Aqua by El Gaucho – Belltown
At Aqua, both the spectacular Elliot Bay views and the Easter menu are to be heartily recommended. Executive chef Steve Cain couldn’t have come up with a richer menu. The savory dishes come slathered with creamy sauces and stuffed with succulent seafood or meat, like the Angus beef tenderloin eggs Benedict or the Kodiak omelet with halibut, bay shrimp and Dungeness crab, while items like the crème brûlée French toast will satisfy your sweet tooth.  If you’re going to break a Lenten fast, you might as well do it properly.

Rione XIII – Capitol Hill
Chef Brandon Kirksey at Rione XIII–Ethan Stowell’s homage to the simple, delicious cuisine of Rome—offers special savory brunch selections this Sunday, from Italian-inspired egg dishes such as poached duck eggs with rapini, tomato and sabayon, to pasta, pizza and meat options.
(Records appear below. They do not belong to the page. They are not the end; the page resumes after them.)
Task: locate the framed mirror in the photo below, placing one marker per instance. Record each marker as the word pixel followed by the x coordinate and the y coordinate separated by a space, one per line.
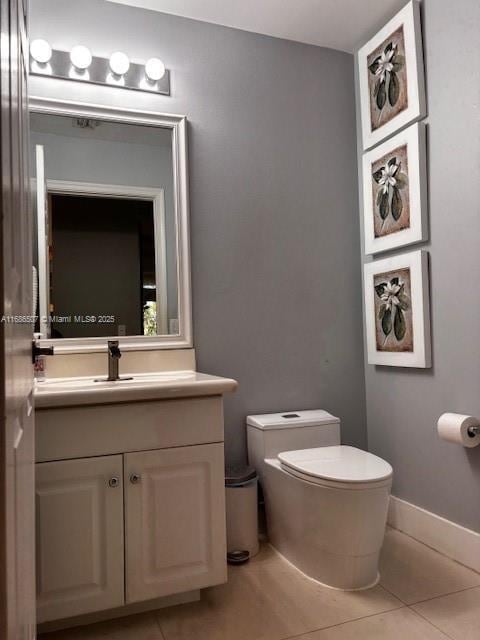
pixel 113 258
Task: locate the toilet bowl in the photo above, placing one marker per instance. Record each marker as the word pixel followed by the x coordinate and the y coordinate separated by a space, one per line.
pixel 326 503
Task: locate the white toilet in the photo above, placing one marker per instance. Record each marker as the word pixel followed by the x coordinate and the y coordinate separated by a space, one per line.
pixel 326 503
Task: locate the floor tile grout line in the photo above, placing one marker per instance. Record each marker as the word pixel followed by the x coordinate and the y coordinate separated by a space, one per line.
pixel 157 622
pixel 339 624
pixel 447 635
pixel 443 595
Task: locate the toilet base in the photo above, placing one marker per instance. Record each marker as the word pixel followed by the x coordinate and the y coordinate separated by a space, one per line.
pixel 340 585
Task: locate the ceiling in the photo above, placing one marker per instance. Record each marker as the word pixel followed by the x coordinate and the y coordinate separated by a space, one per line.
pixel 339 24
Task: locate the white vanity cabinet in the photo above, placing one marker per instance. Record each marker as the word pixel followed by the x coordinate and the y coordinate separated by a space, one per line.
pixel 175 523
pixel 130 504
pixel 79 536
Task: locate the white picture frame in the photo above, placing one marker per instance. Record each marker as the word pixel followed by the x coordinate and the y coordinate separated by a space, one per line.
pixel 403 35
pixel 414 349
pixel 395 212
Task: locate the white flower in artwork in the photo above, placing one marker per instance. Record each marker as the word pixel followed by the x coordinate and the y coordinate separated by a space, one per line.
pixel 389 295
pixel 387 178
pixel 385 63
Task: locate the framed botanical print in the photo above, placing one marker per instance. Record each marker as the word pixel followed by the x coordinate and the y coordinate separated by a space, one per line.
pixel 395 191
pixel 391 77
pixel 397 311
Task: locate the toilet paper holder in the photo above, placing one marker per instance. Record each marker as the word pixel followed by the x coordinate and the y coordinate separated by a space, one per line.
pixel 473 431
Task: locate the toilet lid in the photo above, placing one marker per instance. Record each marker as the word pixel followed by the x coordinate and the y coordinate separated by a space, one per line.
pixel 337 464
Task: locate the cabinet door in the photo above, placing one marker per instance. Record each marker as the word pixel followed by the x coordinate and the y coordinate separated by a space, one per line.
pixel 80 565
pixel 175 520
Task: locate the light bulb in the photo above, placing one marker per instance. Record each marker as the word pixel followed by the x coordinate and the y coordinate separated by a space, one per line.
pixel 81 57
pixel 154 69
pixel 41 51
pixel 119 63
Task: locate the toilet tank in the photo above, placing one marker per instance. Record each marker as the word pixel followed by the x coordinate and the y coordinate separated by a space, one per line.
pixel 271 433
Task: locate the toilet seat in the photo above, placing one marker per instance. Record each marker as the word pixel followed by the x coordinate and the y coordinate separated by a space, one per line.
pixel 337 466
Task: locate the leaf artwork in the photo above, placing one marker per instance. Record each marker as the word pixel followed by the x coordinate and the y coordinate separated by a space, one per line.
pixel 394 303
pixel 391 181
pixel 387 79
pixel 385 68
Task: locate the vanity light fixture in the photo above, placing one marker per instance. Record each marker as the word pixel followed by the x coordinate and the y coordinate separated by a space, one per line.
pixel 80 57
pixel 41 51
pixel 119 63
pixel 118 71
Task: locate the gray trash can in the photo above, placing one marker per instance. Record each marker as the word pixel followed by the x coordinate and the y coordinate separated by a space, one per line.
pixel 241 491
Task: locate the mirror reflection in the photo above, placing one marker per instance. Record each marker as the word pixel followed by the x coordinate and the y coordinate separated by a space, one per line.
pixel 106 228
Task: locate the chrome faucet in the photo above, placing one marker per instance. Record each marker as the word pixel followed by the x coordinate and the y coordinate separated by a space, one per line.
pixel 114 355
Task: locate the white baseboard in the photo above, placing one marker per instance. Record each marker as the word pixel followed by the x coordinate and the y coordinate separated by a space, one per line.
pixel 449 538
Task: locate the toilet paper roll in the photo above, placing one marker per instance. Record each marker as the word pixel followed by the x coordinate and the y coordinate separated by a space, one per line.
pixel 453 427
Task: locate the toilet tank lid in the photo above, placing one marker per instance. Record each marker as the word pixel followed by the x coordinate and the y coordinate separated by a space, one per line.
pixel 289 419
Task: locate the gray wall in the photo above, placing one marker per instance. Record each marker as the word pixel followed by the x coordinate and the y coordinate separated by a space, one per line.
pixel 274 208
pixel 403 405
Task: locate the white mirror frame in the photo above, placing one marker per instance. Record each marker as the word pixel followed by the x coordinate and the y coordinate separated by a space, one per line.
pixel 178 126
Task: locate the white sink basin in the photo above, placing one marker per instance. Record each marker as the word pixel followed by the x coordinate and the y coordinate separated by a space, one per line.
pixel 58 392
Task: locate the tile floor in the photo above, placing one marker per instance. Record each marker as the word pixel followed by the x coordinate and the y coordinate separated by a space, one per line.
pixel 422 596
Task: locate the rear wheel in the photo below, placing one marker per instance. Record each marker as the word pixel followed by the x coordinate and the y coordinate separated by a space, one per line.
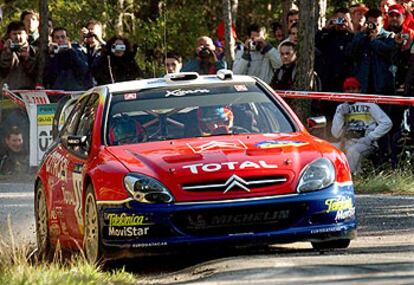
pixel 332 244
pixel 92 241
pixel 42 224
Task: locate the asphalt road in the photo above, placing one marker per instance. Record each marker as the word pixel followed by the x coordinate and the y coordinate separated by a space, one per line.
pixel 383 253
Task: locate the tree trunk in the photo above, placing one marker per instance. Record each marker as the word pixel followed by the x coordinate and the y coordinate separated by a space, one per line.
pixel 119 25
pixel 43 41
pixel 322 5
pixel 306 54
pixel 229 48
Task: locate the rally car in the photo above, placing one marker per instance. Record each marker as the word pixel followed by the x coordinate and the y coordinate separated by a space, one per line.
pixel 156 164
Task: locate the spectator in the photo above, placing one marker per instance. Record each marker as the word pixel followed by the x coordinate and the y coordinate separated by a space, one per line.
pixel 91 37
pixel 206 61
pixel 404 37
pixel 258 57
pixel 358 126
pixel 173 62
pixel 66 67
pixel 293 35
pixel 332 42
pixel 117 63
pixel 284 77
pixel 278 36
pixel 292 17
pixel 372 51
pixel 14 159
pixel 358 17
pixel 30 20
pixel 18 59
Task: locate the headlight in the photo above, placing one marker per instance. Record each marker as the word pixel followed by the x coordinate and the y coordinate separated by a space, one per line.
pixel 317 175
pixel 146 189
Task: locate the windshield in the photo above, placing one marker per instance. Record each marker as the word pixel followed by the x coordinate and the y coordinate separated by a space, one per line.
pixel 174 113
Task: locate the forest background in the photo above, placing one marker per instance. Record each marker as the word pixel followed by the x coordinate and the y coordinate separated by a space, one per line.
pixel 160 26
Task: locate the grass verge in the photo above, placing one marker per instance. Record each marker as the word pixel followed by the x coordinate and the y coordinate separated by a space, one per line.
pixel 19 265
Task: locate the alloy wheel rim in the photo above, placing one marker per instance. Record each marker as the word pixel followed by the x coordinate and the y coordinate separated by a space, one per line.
pixel 91 230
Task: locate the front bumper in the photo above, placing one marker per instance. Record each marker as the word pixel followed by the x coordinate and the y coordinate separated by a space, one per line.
pixel 317 216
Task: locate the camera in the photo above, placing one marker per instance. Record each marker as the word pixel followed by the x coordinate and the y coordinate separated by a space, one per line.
pixel 118 48
pixel 204 53
pixel 339 21
pixel 15 47
pixel 371 26
pixel 59 48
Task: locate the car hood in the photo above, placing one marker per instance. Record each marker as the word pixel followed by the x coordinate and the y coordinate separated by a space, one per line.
pixel 223 167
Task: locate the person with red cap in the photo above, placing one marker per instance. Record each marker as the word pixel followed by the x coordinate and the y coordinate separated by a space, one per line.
pixel 358 126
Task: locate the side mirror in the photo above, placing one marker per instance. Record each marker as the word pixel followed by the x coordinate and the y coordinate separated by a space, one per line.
pixel 316 122
pixel 75 141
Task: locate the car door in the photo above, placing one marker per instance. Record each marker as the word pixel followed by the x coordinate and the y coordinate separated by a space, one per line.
pixel 77 165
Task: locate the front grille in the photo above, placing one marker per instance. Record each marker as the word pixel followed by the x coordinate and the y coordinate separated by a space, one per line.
pixel 233 220
pixel 236 182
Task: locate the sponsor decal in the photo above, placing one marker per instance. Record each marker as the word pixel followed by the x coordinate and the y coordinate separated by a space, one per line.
pixel 123 220
pixel 229 165
pixel 127 225
pixel 57 165
pixel 68 197
pixel 241 88
pixel 217 145
pixel 130 96
pixel 127 231
pixel 342 206
pixel 326 230
pixel 201 221
pixel 149 244
pixel 279 143
pixel 337 204
pixel 180 93
pixel 345 214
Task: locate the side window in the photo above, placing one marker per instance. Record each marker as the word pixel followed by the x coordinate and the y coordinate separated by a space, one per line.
pixel 72 122
pixel 86 121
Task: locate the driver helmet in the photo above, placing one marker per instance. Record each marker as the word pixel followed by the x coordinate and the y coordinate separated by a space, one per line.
pixel 125 130
pixel 215 120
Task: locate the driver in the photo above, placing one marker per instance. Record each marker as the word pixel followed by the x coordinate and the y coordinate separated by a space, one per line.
pixel 125 130
pixel 215 120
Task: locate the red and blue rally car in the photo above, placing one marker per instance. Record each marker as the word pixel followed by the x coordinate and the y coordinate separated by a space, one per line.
pixel 189 160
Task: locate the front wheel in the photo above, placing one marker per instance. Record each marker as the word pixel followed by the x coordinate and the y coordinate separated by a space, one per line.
pixel 332 244
pixel 92 238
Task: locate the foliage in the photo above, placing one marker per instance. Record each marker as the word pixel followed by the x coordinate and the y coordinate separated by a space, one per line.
pixel 156 26
pixel 386 181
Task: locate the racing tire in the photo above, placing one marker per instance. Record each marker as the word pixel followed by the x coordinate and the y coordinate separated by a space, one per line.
pixel 44 247
pixel 332 244
pixel 92 237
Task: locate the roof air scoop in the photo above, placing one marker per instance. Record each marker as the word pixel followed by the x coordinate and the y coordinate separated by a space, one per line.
pixel 172 77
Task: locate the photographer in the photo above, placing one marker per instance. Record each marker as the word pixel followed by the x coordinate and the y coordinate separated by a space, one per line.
pixel 116 63
pixel 258 57
pixel 372 53
pixel 18 59
pixel 358 126
pixel 206 61
pixel 66 67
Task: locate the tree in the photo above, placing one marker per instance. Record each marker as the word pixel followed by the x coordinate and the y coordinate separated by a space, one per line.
pixel 306 54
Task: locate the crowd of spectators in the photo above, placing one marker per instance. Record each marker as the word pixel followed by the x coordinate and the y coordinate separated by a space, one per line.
pixel 361 49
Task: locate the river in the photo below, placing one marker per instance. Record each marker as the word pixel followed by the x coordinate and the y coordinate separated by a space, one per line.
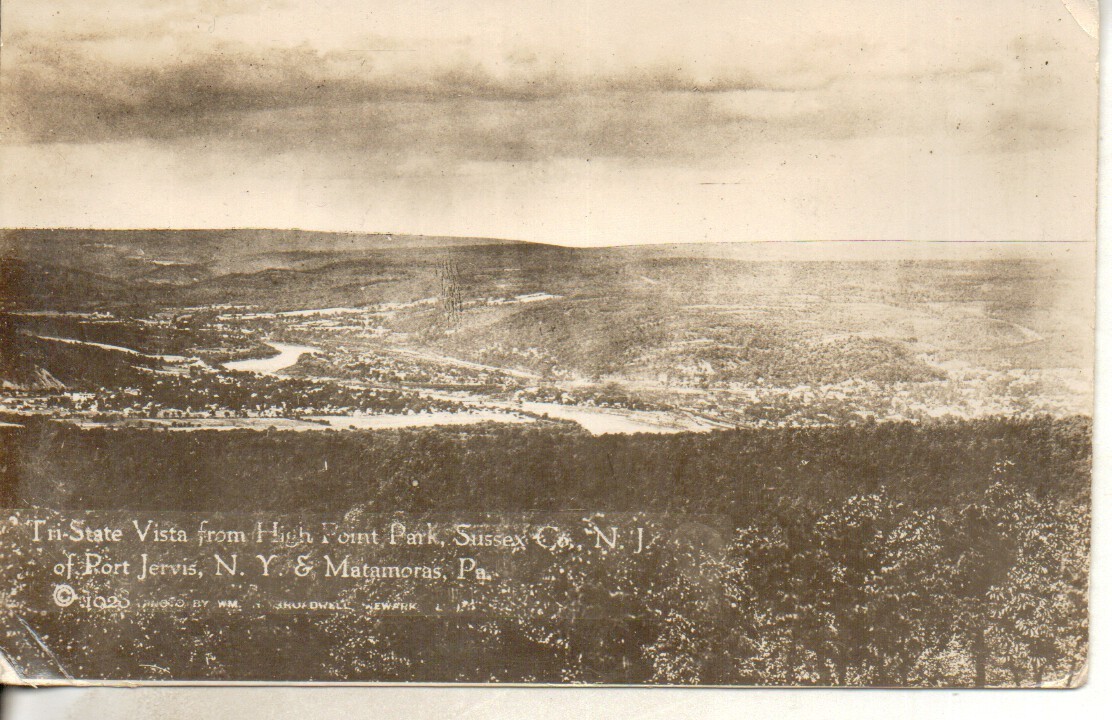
pixel 287 355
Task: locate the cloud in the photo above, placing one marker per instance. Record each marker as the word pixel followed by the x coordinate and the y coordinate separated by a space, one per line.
pixel 350 101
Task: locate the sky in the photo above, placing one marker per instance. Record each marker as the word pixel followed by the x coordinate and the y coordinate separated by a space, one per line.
pixel 579 122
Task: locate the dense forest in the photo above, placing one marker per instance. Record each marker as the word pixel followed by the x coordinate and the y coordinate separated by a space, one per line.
pixel 949 553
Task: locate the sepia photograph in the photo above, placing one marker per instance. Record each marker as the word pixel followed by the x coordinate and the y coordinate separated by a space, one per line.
pixel 453 342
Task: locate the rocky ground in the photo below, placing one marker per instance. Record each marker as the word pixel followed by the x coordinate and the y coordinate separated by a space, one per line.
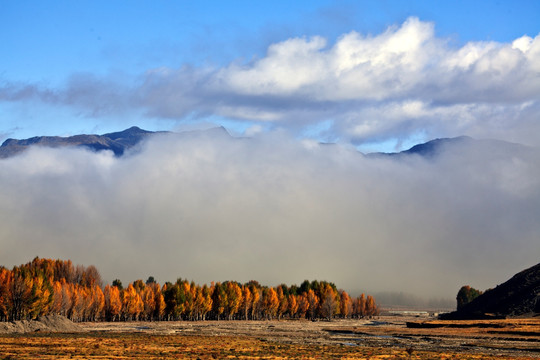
pixel 506 338
pixel 503 337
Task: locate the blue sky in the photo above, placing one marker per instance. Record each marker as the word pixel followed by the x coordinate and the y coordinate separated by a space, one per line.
pixel 100 66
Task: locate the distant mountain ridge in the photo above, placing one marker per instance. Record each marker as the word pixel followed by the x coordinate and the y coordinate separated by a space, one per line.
pixel 433 148
pixel 519 296
pixel 117 142
pixel 121 141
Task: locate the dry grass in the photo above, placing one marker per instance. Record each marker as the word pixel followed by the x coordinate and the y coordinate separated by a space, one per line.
pixel 144 346
pixel 386 338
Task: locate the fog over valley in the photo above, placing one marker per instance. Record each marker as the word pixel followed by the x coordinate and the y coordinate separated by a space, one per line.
pixel 210 207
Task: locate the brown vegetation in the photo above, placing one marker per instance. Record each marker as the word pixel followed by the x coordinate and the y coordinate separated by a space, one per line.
pixel 384 338
pixel 43 287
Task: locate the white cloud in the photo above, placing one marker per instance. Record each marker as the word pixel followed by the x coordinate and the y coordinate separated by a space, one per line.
pixel 208 207
pixel 395 84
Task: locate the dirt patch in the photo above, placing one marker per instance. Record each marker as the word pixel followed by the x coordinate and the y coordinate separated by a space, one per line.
pixel 50 323
pixel 383 332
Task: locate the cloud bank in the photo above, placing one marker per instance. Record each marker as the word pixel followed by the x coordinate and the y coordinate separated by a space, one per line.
pixel 210 207
pixel 363 88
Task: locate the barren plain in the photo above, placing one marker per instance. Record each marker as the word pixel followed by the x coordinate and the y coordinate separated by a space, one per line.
pixel 384 337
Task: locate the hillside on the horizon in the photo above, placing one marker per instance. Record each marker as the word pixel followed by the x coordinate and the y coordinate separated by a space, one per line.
pixel 121 141
pixel 519 296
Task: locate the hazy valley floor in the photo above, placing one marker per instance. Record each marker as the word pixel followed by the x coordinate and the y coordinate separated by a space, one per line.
pixel 383 337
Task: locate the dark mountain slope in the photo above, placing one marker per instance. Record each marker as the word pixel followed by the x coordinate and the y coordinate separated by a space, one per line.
pixel 458 145
pixel 117 142
pixel 519 296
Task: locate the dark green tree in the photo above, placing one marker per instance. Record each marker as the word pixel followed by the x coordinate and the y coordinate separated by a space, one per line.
pixel 465 295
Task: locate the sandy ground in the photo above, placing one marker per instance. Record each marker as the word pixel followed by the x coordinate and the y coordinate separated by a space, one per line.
pixel 508 338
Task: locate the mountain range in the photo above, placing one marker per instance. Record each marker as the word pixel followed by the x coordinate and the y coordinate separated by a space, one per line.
pixel 519 296
pixel 120 142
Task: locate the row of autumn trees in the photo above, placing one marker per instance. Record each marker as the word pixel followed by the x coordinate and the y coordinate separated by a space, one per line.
pixel 44 287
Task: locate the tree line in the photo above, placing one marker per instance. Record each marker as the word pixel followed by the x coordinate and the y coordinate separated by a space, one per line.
pixel 44 286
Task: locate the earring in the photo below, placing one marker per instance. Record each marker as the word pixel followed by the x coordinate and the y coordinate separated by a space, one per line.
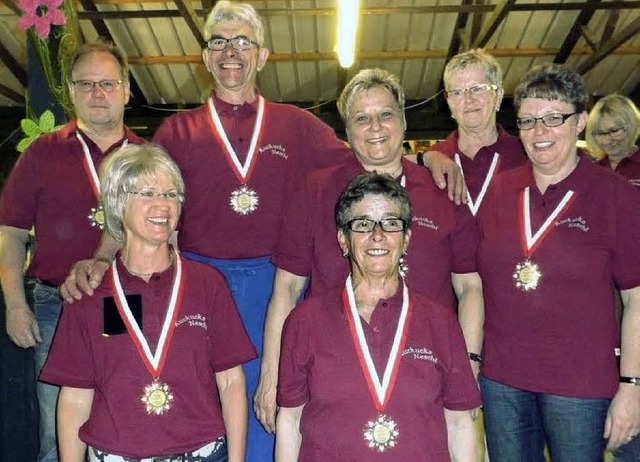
pixel 404 268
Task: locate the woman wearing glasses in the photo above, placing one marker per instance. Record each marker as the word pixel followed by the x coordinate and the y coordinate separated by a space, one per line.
pixel 444 236
pixel 557 234
pixel 151 364
pixel 612 131
pixel 480 146
pixel 371 370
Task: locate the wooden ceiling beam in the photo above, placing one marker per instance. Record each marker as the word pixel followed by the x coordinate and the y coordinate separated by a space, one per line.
pixel 497 16
pixel 611 46
pixel 573 35
pixel 191 18
pixel 383 55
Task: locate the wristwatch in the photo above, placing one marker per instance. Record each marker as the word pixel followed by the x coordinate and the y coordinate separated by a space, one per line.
pixel 632 380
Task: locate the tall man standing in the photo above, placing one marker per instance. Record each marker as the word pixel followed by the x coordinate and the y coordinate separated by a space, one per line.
pixel 53 189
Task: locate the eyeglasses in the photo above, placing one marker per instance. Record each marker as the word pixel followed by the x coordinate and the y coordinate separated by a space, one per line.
pixel 550 120
pixel 107 85
pixel 239 42
pixel 480 89
pixel 612 132
pixel 172 196
pixel 388 225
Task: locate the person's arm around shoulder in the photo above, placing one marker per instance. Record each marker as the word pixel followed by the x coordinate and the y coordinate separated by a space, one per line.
pixel 468 289
pixel 74 406
pixel 235 411
pixel 288 437
pixel 461 436
pixel 287 288
pixel 445 172
pixel 22 326
pixel 623 416
pixel 86 275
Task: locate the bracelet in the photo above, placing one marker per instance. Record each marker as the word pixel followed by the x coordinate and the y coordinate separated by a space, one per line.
pixel 632 380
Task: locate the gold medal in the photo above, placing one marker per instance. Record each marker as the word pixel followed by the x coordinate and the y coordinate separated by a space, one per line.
pixel 96 217
pixel 381 434
pixel 244 200
pixel 527 275
pixel 157 397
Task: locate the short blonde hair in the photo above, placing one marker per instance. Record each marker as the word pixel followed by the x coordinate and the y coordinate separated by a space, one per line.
pixel 225 11
pixel 121 171
pixel 621 110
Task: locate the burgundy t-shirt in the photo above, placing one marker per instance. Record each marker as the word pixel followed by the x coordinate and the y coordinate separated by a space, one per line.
pixel 319 368
pixel 443 241
pixel 508 147
pixel 50 188
pixel 292 144
pixel 559 338
pixel 629 167
pixel 209 337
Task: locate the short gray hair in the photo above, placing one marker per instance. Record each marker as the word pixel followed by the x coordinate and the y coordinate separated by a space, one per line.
pixel 476 57
pixel 621 110
pixel 553 82
pixel 365 80
pixel 225 11
pixel 375 184
pixel 121 171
Linger over a wild mushroom frittata with nettle pesto or a prosciutto, arugula and egg pizza and sip at a special Easter cocktail such as “The Late Riser,” with Prosecco, St. Germain and fresh grapefruit juice.

Sazerac – Downtown
At swanky Sazerac next to the Hotel Monaco, executive chef Jason McClure has planned a gorgeous $48.95 brunch buffet that, true to his reputation, combines fresh Pacific Northwest ingredients with a Southern zing. Enjoy Creole eggs Benedict and housemade andouille as well as Victoria Island asparagus with goat cheese, almonds and peppers by Mama Lil’s. The obligatory Dungeness crab dish: crab cakes with lemon aioli.

bin on the lake – Kirkland
Enjoy sweeping Lake Washington views and bacon, plenty of bacon, at the Woodmark Hotel. From the bacon beignets with a maple anglaise to the bacon and biscuits to the Double R Ranch New York strip with a fried egg and slab bacon, chef Dylan Giordan’s menu shows a definite predilection for crispy pork.  Non-pork offerings (yes, there are some) include a black truffle scramble and (reliably) a Dungeness crab omelette with asparagus and mint.

Volunteer Park Cafe – North Capitol Hill
Pair a leisurely brunch with a springtime wander through North Capitol Hill’s favorite park. In addition to the usual homey breakfast and lunch menu, pastry chef Emily Weeks is preparing whimsical Easter-themed sweets, from colored egg and bunny cookies to birds’ nest cupcakes and that quintessential Good Friday treat, hot cross buns.

Monsoon – Capitol Hill
Since local eateries appear not to offer many Dungeness crab options, Monsoon steps in to fill the void. As a delicious extension to its seasonal Crab Feast—a two-pound Dungeness crab offered for $32 on Sunday and Monday evenings—the restaurant will serve half a chilled crab with brown butter dipping sauce for $18 for Easter brunch. The special is available in addition to Monsoon’s usual inventive menu, which integrates Vietnamese flavors with traditional brunch fare with items such as lemongrass mimosas and coriander pork belly with coconut rice “grits.”